In May 2014, PRI instituted a new pricing structure for Nadcap and NUCAP audits. This meant that, from December 1, 2014, additional fees were assigned where appropriate to cover the higher travel costs associated with audits of facilities processing Export Control work. The Export Control fee has been implemented because audits with ITAR/EAR restrictions taking place outside the USA incur higher costs due to the requirement for a US citizen / green card holder to travel from the USA to conduct the audit. Prior to December 1, 2014, the additional cost had been shared among all audits; the Export Control fee covers this additional cost so that it is paid by the audit requiring the additional effort, rather than being spread equally among all audits.

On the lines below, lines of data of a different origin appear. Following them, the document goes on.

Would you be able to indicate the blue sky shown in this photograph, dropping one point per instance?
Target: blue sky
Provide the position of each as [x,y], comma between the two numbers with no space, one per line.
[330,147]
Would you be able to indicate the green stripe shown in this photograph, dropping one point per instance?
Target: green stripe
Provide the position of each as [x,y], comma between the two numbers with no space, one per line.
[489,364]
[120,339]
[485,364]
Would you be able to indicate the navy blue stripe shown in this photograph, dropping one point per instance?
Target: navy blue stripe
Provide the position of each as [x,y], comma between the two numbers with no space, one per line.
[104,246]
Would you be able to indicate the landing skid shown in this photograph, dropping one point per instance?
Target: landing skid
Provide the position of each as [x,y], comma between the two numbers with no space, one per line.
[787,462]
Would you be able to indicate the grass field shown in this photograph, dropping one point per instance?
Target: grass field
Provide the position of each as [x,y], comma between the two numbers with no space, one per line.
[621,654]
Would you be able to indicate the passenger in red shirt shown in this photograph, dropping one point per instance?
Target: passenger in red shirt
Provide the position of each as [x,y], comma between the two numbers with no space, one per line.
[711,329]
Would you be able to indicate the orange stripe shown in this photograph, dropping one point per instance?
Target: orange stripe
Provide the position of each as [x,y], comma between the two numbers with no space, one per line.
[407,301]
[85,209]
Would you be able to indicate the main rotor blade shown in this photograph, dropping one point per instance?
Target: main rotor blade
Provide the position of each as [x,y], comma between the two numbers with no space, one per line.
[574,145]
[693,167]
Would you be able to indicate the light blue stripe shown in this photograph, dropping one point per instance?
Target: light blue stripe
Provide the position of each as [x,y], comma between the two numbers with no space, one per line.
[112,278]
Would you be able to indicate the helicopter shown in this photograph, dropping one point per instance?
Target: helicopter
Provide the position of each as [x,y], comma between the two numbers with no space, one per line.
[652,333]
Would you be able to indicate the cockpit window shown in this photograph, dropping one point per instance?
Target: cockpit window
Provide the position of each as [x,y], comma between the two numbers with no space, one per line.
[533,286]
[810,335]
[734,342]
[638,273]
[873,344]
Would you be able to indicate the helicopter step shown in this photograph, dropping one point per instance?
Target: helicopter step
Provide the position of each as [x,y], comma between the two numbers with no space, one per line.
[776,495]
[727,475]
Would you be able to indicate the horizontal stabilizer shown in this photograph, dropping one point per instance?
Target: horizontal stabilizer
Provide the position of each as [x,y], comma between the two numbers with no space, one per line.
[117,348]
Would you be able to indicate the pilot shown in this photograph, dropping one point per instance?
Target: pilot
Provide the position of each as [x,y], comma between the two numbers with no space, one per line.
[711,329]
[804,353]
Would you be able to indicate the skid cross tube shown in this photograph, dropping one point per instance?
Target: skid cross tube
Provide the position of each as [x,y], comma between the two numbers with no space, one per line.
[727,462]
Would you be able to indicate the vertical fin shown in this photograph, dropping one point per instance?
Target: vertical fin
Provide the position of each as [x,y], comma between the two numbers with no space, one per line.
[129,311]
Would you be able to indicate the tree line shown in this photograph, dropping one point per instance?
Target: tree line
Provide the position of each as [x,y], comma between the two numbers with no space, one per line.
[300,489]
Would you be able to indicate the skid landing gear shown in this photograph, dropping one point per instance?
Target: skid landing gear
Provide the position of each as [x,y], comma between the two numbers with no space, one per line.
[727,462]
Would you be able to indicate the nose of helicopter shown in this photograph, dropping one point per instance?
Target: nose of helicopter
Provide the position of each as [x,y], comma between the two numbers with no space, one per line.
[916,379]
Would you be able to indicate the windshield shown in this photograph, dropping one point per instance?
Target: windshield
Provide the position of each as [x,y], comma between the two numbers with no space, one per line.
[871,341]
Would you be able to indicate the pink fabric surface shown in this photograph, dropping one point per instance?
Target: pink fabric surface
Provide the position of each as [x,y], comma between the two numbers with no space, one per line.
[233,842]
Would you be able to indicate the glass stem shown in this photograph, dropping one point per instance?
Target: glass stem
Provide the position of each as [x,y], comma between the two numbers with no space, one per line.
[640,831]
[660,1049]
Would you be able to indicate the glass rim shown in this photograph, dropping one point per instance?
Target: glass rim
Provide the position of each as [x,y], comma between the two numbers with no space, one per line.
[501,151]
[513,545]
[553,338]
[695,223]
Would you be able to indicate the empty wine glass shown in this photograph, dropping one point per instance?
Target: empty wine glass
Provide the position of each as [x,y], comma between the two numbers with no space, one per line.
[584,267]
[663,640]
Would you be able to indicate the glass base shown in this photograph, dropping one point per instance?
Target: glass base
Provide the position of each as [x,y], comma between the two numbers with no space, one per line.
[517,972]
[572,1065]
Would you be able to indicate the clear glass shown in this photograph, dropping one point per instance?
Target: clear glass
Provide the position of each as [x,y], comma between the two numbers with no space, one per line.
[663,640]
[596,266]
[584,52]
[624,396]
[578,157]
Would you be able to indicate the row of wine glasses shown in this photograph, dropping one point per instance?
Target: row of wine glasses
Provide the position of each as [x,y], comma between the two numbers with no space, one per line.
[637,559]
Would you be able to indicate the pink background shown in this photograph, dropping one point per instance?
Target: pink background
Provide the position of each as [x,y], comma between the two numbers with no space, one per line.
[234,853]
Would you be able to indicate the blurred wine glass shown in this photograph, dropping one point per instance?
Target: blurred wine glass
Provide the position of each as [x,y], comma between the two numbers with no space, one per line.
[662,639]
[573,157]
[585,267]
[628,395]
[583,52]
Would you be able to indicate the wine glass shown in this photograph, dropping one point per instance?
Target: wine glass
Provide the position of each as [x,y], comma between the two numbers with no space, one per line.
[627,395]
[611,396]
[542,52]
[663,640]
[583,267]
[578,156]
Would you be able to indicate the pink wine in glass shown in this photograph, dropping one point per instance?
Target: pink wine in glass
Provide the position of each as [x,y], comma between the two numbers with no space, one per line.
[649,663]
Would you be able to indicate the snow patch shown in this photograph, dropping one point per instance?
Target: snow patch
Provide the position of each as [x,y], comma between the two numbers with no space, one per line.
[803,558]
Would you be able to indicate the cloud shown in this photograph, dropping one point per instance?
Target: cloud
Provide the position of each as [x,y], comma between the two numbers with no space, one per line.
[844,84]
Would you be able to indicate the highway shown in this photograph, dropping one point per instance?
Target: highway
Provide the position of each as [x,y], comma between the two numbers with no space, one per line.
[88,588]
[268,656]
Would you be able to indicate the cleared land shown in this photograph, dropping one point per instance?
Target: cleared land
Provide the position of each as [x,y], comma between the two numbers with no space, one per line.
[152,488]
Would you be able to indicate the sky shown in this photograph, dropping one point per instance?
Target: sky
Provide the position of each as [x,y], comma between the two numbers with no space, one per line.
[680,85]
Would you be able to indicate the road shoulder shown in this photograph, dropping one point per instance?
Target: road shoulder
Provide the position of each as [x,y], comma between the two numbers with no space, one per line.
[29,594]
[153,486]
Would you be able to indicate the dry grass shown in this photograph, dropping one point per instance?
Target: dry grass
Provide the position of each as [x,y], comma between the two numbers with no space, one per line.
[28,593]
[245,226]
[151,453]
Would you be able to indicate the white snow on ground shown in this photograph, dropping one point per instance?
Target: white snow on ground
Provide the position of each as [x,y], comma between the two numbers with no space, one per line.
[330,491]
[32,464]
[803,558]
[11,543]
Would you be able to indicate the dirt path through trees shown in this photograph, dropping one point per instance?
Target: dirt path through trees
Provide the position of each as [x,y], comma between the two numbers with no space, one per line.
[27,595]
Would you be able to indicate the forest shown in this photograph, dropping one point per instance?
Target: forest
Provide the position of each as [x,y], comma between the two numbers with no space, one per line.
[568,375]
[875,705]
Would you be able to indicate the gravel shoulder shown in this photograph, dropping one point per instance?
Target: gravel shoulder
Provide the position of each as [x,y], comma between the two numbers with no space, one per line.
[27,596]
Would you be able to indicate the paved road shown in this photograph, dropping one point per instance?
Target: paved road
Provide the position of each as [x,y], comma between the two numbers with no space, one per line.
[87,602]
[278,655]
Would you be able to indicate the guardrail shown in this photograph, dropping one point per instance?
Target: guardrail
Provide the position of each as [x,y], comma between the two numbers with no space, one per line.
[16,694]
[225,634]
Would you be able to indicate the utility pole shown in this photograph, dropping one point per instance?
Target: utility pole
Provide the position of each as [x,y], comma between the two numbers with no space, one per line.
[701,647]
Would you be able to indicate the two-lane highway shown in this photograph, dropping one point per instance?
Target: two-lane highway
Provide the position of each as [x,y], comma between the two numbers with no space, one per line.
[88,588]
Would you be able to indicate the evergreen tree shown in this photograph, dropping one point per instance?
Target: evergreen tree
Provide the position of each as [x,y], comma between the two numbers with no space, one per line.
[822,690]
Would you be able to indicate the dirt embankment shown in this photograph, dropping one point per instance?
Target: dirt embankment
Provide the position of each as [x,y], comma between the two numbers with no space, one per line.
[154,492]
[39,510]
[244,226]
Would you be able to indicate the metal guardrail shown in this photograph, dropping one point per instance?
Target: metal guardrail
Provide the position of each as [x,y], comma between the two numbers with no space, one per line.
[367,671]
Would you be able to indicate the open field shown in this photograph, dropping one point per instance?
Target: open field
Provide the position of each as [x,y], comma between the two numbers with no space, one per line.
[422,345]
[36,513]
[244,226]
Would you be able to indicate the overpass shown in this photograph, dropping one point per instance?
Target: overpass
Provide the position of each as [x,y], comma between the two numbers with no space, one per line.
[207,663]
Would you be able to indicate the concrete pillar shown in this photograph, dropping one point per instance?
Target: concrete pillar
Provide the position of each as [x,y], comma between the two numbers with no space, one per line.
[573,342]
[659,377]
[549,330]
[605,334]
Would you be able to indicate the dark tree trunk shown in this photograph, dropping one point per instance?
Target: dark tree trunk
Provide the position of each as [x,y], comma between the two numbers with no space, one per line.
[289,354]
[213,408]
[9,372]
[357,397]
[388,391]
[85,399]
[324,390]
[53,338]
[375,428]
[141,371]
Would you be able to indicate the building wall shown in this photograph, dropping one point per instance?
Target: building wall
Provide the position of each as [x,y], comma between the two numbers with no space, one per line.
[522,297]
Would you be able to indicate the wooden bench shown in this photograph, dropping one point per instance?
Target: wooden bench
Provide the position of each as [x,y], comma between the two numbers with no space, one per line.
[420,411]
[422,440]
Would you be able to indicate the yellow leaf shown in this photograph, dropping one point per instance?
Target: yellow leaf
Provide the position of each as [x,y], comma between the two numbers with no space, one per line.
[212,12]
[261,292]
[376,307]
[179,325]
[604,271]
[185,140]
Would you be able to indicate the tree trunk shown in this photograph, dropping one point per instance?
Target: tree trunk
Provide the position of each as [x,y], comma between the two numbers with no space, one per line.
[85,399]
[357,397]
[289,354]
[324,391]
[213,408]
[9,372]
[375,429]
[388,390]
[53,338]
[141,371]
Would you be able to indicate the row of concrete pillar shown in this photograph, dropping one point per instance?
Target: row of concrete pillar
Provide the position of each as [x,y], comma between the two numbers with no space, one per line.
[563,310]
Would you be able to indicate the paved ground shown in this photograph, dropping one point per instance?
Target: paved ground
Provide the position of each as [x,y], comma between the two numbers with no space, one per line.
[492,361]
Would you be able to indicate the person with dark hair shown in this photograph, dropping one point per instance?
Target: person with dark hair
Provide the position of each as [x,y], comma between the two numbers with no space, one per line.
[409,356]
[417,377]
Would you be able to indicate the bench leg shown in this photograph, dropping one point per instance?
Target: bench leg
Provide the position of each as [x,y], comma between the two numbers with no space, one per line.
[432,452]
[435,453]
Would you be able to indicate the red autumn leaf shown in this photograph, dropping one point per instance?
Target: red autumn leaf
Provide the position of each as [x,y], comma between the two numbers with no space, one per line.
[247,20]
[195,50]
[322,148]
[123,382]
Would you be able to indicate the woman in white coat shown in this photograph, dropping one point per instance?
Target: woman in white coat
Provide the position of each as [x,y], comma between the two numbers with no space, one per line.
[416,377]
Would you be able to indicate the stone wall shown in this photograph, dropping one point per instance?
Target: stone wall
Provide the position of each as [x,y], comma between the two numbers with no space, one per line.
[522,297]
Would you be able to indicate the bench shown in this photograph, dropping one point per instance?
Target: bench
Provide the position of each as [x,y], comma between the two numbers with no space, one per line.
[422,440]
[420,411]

When audits are scheduled, a representative from the company being audited is required to indicate whether the company processes any ITAR/EAR restricted work, so that the appropriate auditor can be sent to conduct the audit. Occasionally, however, auditors arrive on site to conduct the Nadcap audit and find that there is ITAR/EAR restricted work, even though the company representative had indicated that there wouldn’t be any.

This is problematic for two reasons: first, because it means that the auditor may not be able to conduct the audit, if he is not authorized to view ITAR/EAR restricted work. In that case, the audit will be stopped and rescheduled to take place at a later date with an auditor who is authorized to conduct the audit. This is disruptive and inconvenient for all involved and means that the company has to pay for two audits; second, if the auditor is authorized to view ITAR/EAR restricted work, he may continue with the audit but the invoice will be amended to include the Export Control fee. The audit will be failed or certification withdrawn if the Export Control fee is not paid within ninety days. This is also an inconvenience for all parties.

It is important that the Export Control question is correctly answered when scheduling the audit. If there is any uncertainty, suppliers are strongly recommended to contact their customer for clarification.